Fosses, église Saint-Etienne
Caractérisée par une architecture sobre, de transition entre le style roman et le gothique, l’église Saint-Etienne de Fosses a été édifiée à partir des années 1170-1200. De cette phase datent le chœur et le croisillon nord avec son absidiole, la nef et les deux bas-côtés, tous formés de quatre travées. Une deuxième campagne de construction eut lieu vers 1230-1240 et concerna l’érection du croisillon sud avec l’abside est, consacrée à la Vierge. L’édifice, qui ne semble pas avoir subi de transformations majeures après celles réalisées entre le XVe siècle et début du XVIe et concernant la nef et les bas-côtés, a été classé monument historique en 1913 (base POP) et restauré par la suite pour rétablir son aspect médiéval.

Fosses, église Saint-Étienne, bas-côté nord, vue vers l’ouest (wikipedia).

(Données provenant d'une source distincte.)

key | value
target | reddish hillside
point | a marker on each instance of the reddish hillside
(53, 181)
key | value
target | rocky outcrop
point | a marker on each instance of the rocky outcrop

Les trois premières travées du bas-côtés nord, que les historiens s’accordent à attribuer à une phase de reconstruction de l’édifice datant du XVe siècle (Aubert 1935, p. 321-322 ; Huet 2008, p. 133-134), présentent des clefs de voûte ornées d’écussons, aujourd’hui bûches (armoires 1, 2a, 3). Si le profil des voûtes semble compatible avec la chronologie proposée, nous remarquerons tout de même que les consoles qui, en deux cas, raccordent les écus aux voûtains (armoiries 1, 2a), présentent des affinités évidentes avec le vocabulaire ornemental propre à la Renaissance. Nous ne pouvons donc pas exclure qu’ils aient été ajoutés dans un deuxième moment, à partir du deuxième quart du XVe siècle. L’écu ornant la troisième travée, orienté avec le chef en direction de l’abside, est en revanche sculpté directement dans le bloc constituant la clef de voûte : il pourrait donc bien dater du XVe siècle (armoirie 3).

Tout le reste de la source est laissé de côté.